Ed Morrissey - Remember when Barack Obama promised to change Washington? When his election signaled the day that the earth cooled, the oceans receded, and politics as usual came to and end? In 2012, as Andy McCarthy puts it, Hope and Change will be old and busted. The New Hotness — leave the guns, take the cannoli:
Barack Obama’s aides and advisers are preparing to center the president’s re-election campaign on a ferocious personal assault on Mitt Romney’s character and business background, a strategy grounded in the early stage expectation that the former Massachusetts governor is the likely GOP nominee.“Kill Romney”? That’s not very New Tone, is it?
The dramatic and unabashedly negative turn is the product of political reality. Obama remains personally popular, but pluralities in recent polling disapprove of his handling of his job and Americans fear the country is on the wrong track. His aides are increasingly resigned to running for re-election in a glum nation. And so the candidate who ran on “hope” in 2008 has little choice four years later but to run a slashing, personal campaign aimed at disqualifying his likeliest opponent.
In a move that will make some Democrats shudder, Obama’s high command has even studied President Bush’s 2004 takedown of Sen. John F. Kerry, a senior campaign adviser told POLITICO, for clues on how a president with middling approval ratings can defeat a challenger.“Unless things change and Obama can run on accomplishments, he will have to kill Romney,” said a prominent Democratic strategist aligned with the White House.
Let’s take these in reverse order.
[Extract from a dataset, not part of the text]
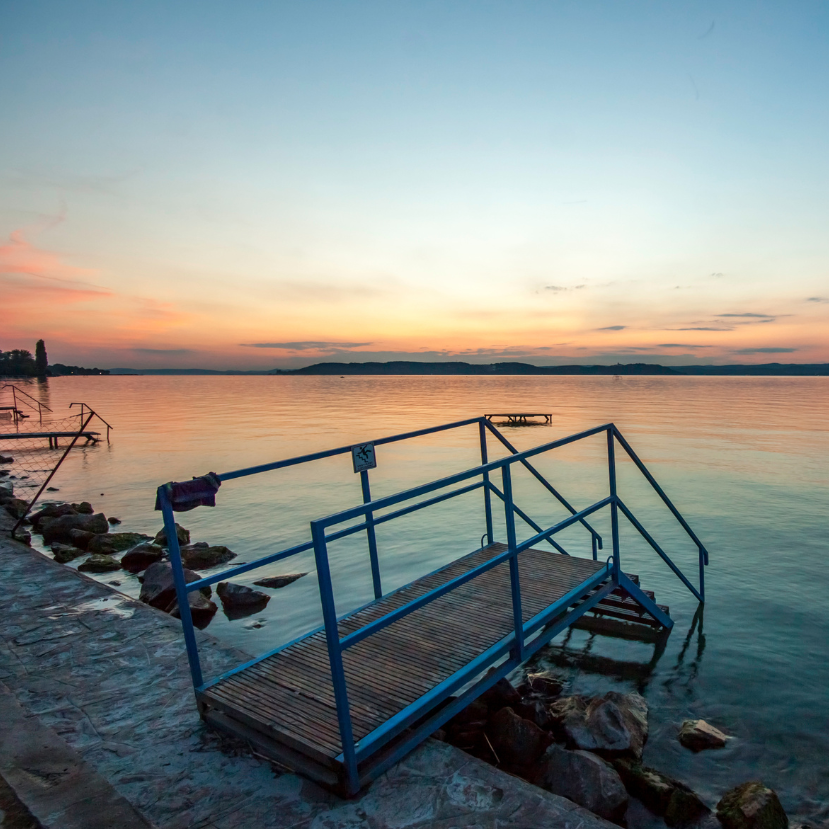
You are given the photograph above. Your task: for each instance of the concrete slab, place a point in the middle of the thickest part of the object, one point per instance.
(108, 677)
First, the idea that George Bush started the politics of personal destruction in 2004 is fatuous. Long before the Swift Boat Vets for Truth became a force in the campaign, Kerry and his allies had already started attacking Bush over his service in the Texas Air National Guard. Democrats hailed Kerry as a real war hero in comparison to Bush, who never claimed to be one in the first place, and cast aspersions on Bush’s service and honesty. All through 2004, Democrats accused Bush of having his father buy him out of deployment to Vietnam, gossip which culminated in a horrendous September installment on 60 Minutes II that used falsified documents to slander Bush just weeks before the campaign. The entire attack was a lie.
Next, it’s true that Obama does remain personally popular in surveys, but that’s not going to last long if the economy slides into another recession and job losses start mounting again. His personal likeability won’t last long, either, if his campaign starts making a series of personal attacks on his opponents. Given the dropping approval ratings — which is what really matters — Obama would be better off recalculating his policies to produce better results.
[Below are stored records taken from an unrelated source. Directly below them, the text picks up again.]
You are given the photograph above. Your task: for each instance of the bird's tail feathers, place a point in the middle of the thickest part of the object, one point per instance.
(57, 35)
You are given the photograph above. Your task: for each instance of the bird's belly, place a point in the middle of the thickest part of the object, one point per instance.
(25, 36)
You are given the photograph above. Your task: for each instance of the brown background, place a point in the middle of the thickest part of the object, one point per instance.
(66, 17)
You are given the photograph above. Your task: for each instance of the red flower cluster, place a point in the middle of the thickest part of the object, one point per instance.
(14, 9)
Finally, it’s way too early for target selection anyway. Perhaps the White House fears Romney more than, say, Rick Perry, who will bigfoot this race when he finally jumps into it in the coming days, and they want to help push him out of the way. However, if they’re already starting on a personal attack strategy for Romney and leaking it, they’d better hope that Romney is the eventual nominee. If Republicans end up nominating Perry or another Republican instead and the strategy simply shifts to the new challenger, it makes their operation all the more obvious and much less effective.
In any case, strategizing this early on personal attacks rather than positive arguments shows a lot of desperation in the White House at the moment — as well as a tacit admission that they don’t expect to have a positive argument for a second Obama term by late 2012.